# Interior Commercial Painting Tampa



## aaron61 (Apr 29, 2007)

Well here's one that will last awhile!(2-3 months) Two 5 story apartment buildings.We are painting all the hallways,baseboards,doors & door frames. Literally miles.Then we are painting all the offices,lounge,work out areas,rec areas & common bathrooms.
We will have completed 2 floors in two weeks.Colors alternate about every 100 feet with a metalic faux expressions at the end of each hall.
There are six hallways, the link of the ones in the picture, per floor. 680 doors:thumbsup:


----------



## straight_lines (Oct 17, 2007)

Scooting along on the scaffold. Nice work security on that one.


----------



## aaron61 (Apr 29, 2007)

No worries about rain days for a long time LOL


----------



## David's Painting (Nov 7, 2012)

Pop in the ear buds and zone out on them halls. Nice score.


----------



## johnny949 (Apr 13, 2012)

That vertical cut on the last picture...lol clean

Seems like a ice gig nonetheless.:thumbsup:


----------



## wje (Apr 11, 2009)

Do you just have one guy working for 3 months in there? He should be able to wrap up the doors and frames by then no? Lol.

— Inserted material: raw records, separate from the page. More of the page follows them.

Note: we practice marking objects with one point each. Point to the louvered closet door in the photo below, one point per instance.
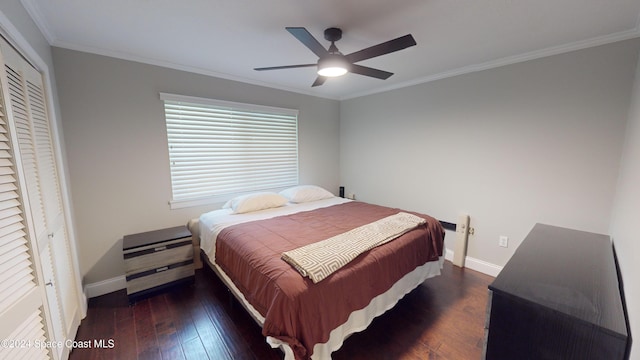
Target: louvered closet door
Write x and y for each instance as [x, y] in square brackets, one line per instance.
[29, 114]
[22, 310]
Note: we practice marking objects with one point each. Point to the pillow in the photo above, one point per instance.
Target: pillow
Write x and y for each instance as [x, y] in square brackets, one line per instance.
[254, 202]
[306, 193]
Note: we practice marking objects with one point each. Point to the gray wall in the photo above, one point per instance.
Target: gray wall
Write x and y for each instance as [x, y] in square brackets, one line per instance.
[538, 141]
[626, 213]
[115, 135]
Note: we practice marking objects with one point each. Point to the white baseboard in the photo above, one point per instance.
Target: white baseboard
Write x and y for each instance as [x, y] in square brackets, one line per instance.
[105, 286]
[476, 264]
[120, 282]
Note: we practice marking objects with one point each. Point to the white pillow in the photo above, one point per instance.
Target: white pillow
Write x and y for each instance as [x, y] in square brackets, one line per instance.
[254, 202]
[306, 193]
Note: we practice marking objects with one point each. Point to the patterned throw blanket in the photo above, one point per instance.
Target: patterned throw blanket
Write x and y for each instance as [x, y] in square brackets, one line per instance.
[321, 259]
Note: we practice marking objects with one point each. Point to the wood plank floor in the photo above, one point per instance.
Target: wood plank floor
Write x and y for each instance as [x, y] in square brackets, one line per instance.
[442, 319]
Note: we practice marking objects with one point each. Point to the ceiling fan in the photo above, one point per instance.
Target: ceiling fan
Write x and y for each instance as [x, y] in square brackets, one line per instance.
[332, 63]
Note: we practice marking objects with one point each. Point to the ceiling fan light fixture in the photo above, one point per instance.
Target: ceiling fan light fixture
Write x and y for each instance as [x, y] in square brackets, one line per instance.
[333, 66]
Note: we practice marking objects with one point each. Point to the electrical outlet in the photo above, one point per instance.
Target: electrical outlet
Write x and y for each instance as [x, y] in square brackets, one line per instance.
[504, 241]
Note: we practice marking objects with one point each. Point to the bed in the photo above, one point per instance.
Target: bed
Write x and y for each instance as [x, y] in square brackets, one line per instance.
[244, 244]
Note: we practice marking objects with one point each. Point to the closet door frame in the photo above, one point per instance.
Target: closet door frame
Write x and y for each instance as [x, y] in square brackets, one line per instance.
[13, 35]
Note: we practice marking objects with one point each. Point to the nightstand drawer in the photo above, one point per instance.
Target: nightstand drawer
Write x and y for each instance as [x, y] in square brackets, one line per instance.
[156, 277]
[154, 256]
[157, 260]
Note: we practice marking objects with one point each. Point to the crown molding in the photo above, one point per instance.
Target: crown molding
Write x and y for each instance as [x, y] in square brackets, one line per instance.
[554, 50]
[40, 21]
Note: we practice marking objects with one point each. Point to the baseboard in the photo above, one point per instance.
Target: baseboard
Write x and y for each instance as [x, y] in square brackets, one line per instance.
[105, 286]
[120, 282]
[476, 264]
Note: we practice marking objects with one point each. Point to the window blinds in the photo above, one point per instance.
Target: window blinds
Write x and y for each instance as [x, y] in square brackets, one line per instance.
[219, 148]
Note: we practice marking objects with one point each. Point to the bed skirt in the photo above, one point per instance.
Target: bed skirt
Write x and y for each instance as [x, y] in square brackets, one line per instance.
[358, 321]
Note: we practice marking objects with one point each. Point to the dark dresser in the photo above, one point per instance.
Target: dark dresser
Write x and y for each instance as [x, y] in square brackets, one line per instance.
[558, 297]
[157, 260]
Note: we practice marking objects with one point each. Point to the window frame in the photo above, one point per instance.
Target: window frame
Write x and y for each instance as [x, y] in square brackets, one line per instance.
[233, 108]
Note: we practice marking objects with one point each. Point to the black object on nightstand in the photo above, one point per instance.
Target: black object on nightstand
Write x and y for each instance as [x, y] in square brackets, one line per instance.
[157, 260]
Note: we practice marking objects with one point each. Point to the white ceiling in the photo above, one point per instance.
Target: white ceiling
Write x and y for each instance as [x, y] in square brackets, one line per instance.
[228, 38]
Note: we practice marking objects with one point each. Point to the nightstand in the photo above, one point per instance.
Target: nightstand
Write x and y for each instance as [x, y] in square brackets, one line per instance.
[157, 260]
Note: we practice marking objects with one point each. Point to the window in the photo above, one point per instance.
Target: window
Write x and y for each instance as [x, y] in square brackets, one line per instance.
[218, 149]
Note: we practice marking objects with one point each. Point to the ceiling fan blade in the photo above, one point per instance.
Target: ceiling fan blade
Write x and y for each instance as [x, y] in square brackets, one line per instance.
[381, 49]
[319, 81]
[367, 71]
[308, 40]
[284, 67]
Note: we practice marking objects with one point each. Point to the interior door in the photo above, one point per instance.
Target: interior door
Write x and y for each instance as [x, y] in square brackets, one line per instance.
[22, 296]
[47, 222]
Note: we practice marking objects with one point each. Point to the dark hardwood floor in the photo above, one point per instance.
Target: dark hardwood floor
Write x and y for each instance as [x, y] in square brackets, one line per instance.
[442, 319]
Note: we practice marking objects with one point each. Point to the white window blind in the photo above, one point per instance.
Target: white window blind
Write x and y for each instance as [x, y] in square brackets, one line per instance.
[218, 149]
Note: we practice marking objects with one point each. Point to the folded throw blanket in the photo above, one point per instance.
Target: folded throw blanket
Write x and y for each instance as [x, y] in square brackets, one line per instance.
[321, 259]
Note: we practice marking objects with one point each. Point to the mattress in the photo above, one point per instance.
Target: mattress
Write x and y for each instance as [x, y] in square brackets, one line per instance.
[311, 320]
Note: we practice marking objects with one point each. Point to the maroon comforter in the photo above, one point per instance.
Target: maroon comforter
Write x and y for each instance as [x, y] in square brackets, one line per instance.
[295, 309]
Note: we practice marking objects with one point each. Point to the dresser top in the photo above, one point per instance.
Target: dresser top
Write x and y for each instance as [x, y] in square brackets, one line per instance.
[569, 271]
[152, 237]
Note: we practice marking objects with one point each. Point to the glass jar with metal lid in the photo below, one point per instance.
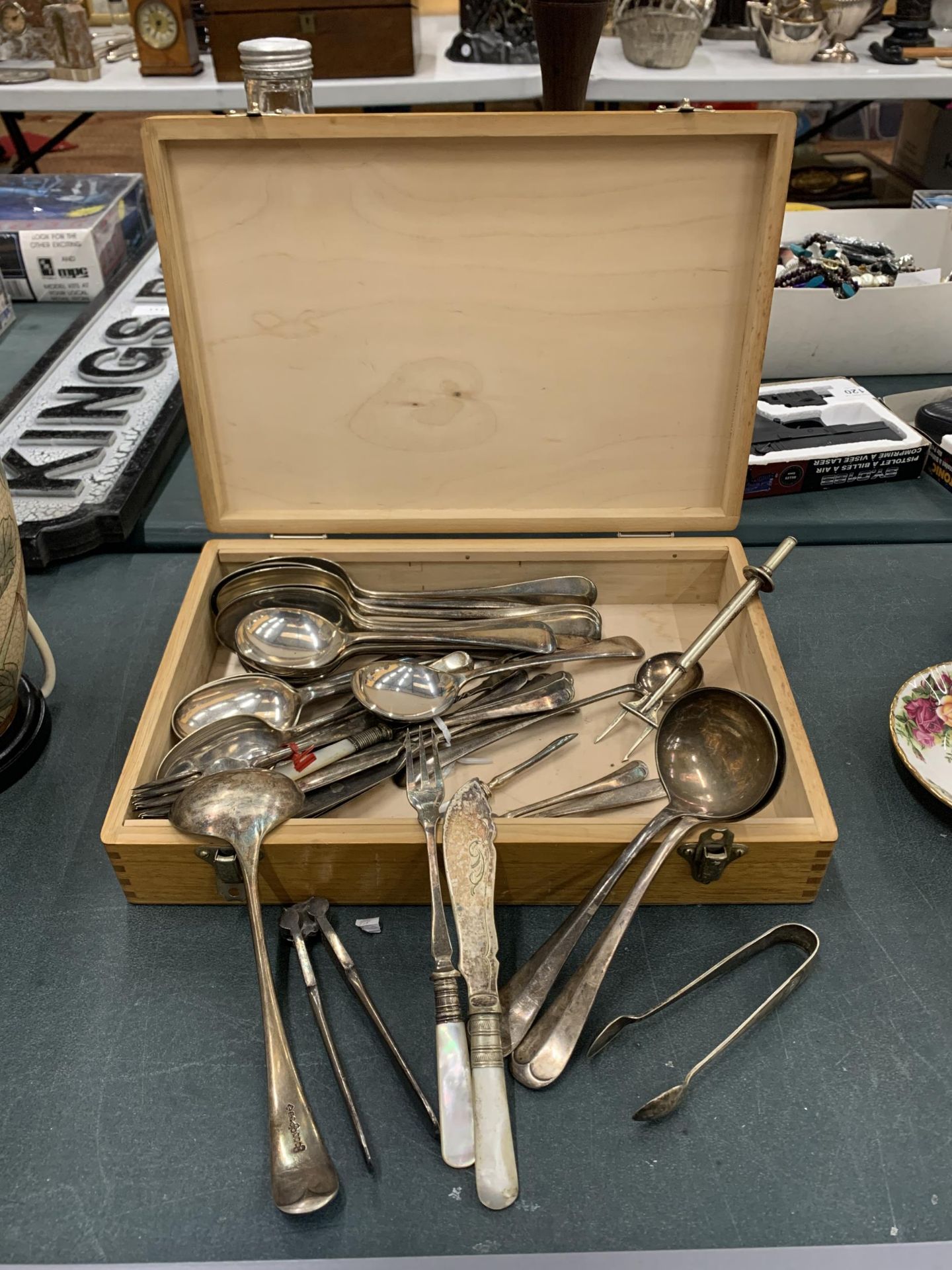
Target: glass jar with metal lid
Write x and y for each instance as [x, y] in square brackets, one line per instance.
[278, 73]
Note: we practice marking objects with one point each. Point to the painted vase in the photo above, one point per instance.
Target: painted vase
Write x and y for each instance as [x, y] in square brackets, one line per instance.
[13, 609]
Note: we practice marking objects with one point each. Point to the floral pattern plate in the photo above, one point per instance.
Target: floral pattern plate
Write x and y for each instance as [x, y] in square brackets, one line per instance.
[920, 726]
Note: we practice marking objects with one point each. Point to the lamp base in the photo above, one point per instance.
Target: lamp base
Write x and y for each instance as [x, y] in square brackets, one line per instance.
[24, 741]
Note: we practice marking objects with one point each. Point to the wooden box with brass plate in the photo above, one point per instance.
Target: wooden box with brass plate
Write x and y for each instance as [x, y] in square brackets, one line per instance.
[70, 42]
[348, 38]
[19, 36]
[165, 37]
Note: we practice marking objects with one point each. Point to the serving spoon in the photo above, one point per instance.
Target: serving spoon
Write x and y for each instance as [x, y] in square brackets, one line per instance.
[243, 808]
[298, 642]
[412, 691]
[720, 756]
[537, 591]
[568, 621]
[276, 702]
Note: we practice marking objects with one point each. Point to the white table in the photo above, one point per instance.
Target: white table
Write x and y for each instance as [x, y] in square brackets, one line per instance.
[719, 71]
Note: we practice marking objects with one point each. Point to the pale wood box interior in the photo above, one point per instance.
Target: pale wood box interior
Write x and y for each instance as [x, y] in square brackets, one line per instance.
[371, 851]
[477, 324]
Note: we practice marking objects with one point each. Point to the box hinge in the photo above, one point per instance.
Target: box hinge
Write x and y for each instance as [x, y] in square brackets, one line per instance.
[227, 873]
[684, 108]
[711, 855]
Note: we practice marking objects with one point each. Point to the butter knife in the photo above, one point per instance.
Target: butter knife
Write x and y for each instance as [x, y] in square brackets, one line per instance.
[470, 863]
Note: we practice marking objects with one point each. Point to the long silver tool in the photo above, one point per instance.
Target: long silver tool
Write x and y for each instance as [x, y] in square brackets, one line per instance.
[630, 774]
[317, 908]
[790, 933]
[470, 861]
[299, 923]
[716, 751]
[760, 578]
[424, 792]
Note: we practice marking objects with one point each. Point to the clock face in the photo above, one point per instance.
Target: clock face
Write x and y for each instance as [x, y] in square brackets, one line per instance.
[157, 24]
[13, 19]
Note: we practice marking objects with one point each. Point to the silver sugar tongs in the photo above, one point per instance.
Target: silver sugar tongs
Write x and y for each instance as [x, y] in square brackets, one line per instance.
[790, 933]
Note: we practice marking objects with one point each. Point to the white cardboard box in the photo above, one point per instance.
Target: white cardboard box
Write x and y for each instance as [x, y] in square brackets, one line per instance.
[884, 331]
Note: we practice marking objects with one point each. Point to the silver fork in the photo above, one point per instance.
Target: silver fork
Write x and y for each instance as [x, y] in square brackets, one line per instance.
[424, 790]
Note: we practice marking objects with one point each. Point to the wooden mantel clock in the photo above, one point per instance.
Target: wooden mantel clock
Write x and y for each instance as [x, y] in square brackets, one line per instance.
[165, 37]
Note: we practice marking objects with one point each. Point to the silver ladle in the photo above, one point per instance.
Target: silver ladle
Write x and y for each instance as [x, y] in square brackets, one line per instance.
[243, 808]
[240, 742]
[412, 693]
[719, 756]
[651, 676]
[270, 698]
[298, 642]
[537, 591]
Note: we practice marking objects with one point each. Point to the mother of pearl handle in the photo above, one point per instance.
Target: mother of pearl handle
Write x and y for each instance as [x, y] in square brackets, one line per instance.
[496, 1177]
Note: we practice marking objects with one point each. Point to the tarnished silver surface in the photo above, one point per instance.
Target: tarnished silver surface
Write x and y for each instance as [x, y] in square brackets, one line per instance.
[623, 778]
[653, 675]
[299, 925]
[721, 757]
[243, 808]
[292, 642]
[790, 933]
[413, 693]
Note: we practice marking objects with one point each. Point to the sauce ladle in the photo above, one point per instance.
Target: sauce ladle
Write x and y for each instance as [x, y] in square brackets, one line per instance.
[272, 700]
[299, 642]
[651, 676]
[537, 591]
[412, 693]
[243, 808]
[720, 756]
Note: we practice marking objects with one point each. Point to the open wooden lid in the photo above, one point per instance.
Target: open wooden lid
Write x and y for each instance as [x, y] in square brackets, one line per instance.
[470, 323]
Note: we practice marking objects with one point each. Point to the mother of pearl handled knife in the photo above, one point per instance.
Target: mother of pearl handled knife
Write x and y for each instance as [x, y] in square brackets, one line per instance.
[470, 863]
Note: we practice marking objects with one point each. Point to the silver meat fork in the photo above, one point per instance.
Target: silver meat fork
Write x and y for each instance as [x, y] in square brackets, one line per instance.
[299, 923]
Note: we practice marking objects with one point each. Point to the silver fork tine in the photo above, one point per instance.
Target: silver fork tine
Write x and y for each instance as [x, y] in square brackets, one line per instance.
[437, 767]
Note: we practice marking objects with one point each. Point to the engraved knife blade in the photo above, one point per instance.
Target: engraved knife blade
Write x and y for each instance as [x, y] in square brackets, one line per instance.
[470, 863]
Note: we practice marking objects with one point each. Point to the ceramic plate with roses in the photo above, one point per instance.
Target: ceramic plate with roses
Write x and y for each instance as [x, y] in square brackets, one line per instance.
[920, 724]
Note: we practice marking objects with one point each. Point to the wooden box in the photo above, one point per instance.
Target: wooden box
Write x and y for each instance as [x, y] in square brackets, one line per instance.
[348, 38]
[477, 325]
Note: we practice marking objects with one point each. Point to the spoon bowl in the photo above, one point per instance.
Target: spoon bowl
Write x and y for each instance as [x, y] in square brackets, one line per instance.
[413, 693]
[272, 700]
[651, 677]
[294, 642]
[243, 808]
[720, 757]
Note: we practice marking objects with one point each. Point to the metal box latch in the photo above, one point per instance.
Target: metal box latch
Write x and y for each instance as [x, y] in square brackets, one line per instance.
[711, 854]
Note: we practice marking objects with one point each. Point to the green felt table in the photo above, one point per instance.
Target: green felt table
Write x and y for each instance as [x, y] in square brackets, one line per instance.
[132, 1075]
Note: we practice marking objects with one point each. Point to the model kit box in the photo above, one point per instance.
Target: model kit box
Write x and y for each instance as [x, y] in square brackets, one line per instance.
[935, 421]
[818, 435]
[63, 238]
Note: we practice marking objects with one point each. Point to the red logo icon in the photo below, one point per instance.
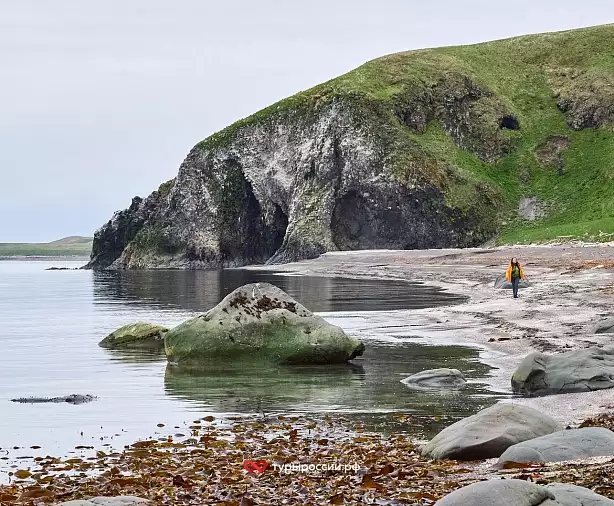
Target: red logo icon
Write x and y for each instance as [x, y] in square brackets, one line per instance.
[257, 466]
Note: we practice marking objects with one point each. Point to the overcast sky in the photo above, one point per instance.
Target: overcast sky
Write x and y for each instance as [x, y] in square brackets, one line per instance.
[101, 101]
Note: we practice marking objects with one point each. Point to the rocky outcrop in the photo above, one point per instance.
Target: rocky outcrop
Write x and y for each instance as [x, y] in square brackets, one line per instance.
[488, 433]
[605, 327]
[523, 493]
[563, 445]
[136, 335]
[572, 371]
[259, 322]
[435, 379]
[502, 284]
[70, 399]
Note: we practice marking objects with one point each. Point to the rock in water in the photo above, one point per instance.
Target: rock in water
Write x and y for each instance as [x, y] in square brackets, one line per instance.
[122, 500]
[136, 335]
[502, 284]
[435, 379]
[572, 495]
[499, 493]
[572, 371]
[563, 445]
[605, 327]
[488, 433]
[259, 322]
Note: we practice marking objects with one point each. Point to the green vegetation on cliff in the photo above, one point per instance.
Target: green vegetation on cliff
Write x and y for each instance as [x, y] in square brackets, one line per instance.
[524, 118]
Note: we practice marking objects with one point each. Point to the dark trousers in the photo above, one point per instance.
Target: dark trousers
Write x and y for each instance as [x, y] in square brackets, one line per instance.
[515, 282]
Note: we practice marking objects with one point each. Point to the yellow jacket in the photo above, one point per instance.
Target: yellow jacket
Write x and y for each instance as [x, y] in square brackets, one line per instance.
[508, 273]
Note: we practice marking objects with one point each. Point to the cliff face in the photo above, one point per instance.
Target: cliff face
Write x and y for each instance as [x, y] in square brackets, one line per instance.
[415, 150]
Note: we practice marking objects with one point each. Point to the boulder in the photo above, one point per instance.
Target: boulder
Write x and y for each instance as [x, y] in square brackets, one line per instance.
[488, 433]
[259, 322]
[502, 284]
[572, 495]
[122, 500]
[498, 492]
[605, 327]
[563, 445]
[136, 335]
[572, 371]
[522, 493]
[435, 379]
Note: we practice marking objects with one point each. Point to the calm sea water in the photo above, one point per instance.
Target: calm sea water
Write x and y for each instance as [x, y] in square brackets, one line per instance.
[52, 322]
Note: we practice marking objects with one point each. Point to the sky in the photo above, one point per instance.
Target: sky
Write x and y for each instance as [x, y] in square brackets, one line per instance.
[101, 101]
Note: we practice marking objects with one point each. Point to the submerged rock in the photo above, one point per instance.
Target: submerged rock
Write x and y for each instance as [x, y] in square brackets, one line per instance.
[502, 284]
[563, 445]
[488, 433]
[435, 379]
[522, 493]
[572, 371]
[70, 399]
[136, 335]
[605, 327]
[259, 322]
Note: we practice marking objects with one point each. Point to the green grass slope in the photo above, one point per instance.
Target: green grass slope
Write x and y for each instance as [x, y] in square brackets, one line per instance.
[557, 85]
[68, 246]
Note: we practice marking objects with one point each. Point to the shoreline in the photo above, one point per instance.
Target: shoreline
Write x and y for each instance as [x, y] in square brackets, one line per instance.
[572, 289]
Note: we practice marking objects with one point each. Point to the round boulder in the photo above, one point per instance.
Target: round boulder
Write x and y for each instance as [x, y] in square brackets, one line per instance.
[136, 335]
[259, 322]
[563, 445]
[572, 371]
[435, 379]
[488, 433]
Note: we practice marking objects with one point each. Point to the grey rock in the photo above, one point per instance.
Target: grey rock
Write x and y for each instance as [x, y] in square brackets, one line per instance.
[435, 379]
[259, 322]
[502, 284]
[136, 335]
[70, 399]
[499, 493]
[488, 433]
[563, 445]
[572, 495]
[122, 500]
[605, 327]
[572, 371]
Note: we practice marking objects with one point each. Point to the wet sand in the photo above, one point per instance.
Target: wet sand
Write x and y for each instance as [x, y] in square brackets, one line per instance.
[572, 289]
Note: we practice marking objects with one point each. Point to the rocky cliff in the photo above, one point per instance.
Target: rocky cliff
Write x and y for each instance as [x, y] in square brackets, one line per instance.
[423, 149]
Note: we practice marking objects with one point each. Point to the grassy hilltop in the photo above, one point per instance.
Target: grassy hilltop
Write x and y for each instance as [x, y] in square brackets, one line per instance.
[555, 145]
[68, 246]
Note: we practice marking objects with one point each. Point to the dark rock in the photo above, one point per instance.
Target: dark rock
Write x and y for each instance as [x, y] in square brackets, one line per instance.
[259, 322]
[70, 399]
[571, 371]
[563, 445]
[435, 379]
[488, 433]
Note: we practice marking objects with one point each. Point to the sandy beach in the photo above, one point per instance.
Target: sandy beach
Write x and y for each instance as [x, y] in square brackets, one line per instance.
[572, 289]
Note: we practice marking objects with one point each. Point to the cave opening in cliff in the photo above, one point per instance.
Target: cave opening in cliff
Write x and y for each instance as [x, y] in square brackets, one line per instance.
[509, 123]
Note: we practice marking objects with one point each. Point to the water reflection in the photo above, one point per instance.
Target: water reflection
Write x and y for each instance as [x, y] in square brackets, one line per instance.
[201, 290]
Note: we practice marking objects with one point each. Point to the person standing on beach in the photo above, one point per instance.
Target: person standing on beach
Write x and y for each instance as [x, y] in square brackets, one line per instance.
[514, 274]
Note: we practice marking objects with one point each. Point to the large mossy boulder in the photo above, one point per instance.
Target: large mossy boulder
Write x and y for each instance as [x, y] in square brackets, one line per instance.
[605, 327]
[522, 493]
[490, 432]
[572, 371]
[136, 335]
[259, 322]
[436, 379]
[562, 445]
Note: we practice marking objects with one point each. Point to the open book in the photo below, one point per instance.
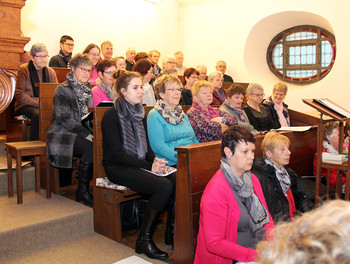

Nice gig, Pricing a 14 story building myself right now. Corridors, fire doors and frames.


----------



## aaron61 (Apr 29, 2007)

johnny949 said:


> That vertical cut on the last picture...lol clean
> 
> Seems like a ice gig nonetheless.:thumbsup:


Actually they are putting in columns through out to cover pipes in the hall so they will also be putting in false columns at these areas as well to create continuity


----------



## aaron61 (Apr 29, 2007)

wje said:


> do you just have one guy working for 3 months in there? He should be able to wrap up the doors and frames by then no? Lol.
> 
> Nice gig, pricing a 14 story building myself right now. Corridors, fire doors and frames.


6-10


----------



## wje (Apr 11, 2009)

aaron61 said:


> 6-10


Yea, I figured you would probably have that many in there.

Did this job go out to public tender? Or how did you land it?


----------



## aaron61 (Apr 29, 2007)

1 of my supervisor was at Sherwin William's and heard the project manager asking the guy at the counter about good painters he could call. He followed him outside and gave him a card. He called that day. 
I met with him 2 days later,gave him our proposal that night,had the job the next day.
He said he had 3 other guys out a week before me that had not even submitted a proposal yet so that pretty much sealed the deal.

They are remodeling all the offices,rec room,gym,etc..as well. Just got confirmation on that additional $30,000


----------



## thinkpainting/nick (Dec 25, 2012)

. Trying to edit and repost not working out sio well on iPad. Very buggy send button doesn't work?


----------



## aaron61 (Apr 29, 2007)

What is that picture for Nick???? Are you spamming??


----------



## thinkpainting/nick (Dec 25, 2012)

aaron61 said:


> What is that picture for Nick???? Are you spamming??


No having issues with posting from this freakn iPad....sorry I give up nice work BTW


----------



## johnny949 (Apr 13, 2012)

thinkpainting/nick said:


> No having issues with posting from this freakn iPad....sorry I give up nice work BTW


Hey nick, I was having issues posting from my ipad, as well. Download the paint talk app, it will take of at. Good luck:thumbsup:


----------



## playedout6 (Apr 27, 2009)

Nice gig .:thumbsup:


----------



## TJ Paint (Jun 18, 2009)

Are these apartments or condos?

It's rare to get worthwhile leads from property managers, yet I found one. 

It helps if you have cheap labor.

Did you give your supervisor a bonus?


----------



## aaron61 (Apr 29, 2007)

Apartments/condos for a bunch of rich college kids.Mainly young ladies. Daddy payin.

Cheap labor can cost you money.

Supervisor absolutely got a lead bonus and will get another if we come in under budget.


----------



## cdaniels (Oct 20, 2012)

Glad your taking care of your supervisor.Sounds like he's a good man to have around. :thumbup:


----------



## aaron61 (Apr 29, 2007)

My guys are always upselling and keeping an ear to the ground for opportunities


----------



## wje (Apr 11, 2009)

aaron61 said:


> My guys are always upselling and keeping an ear to the ground for opportunities


I think it is great for your companys moral to offer them bonus' on such great leads, and upselling. You can't always be around to take care of additional work you otherwise might not get, so why not reward loyal employees with a bonus for looking out for the companies best interest!


----------



## aaron61 (Apr 29, 2007)

He's the 1 who got the black van!


----------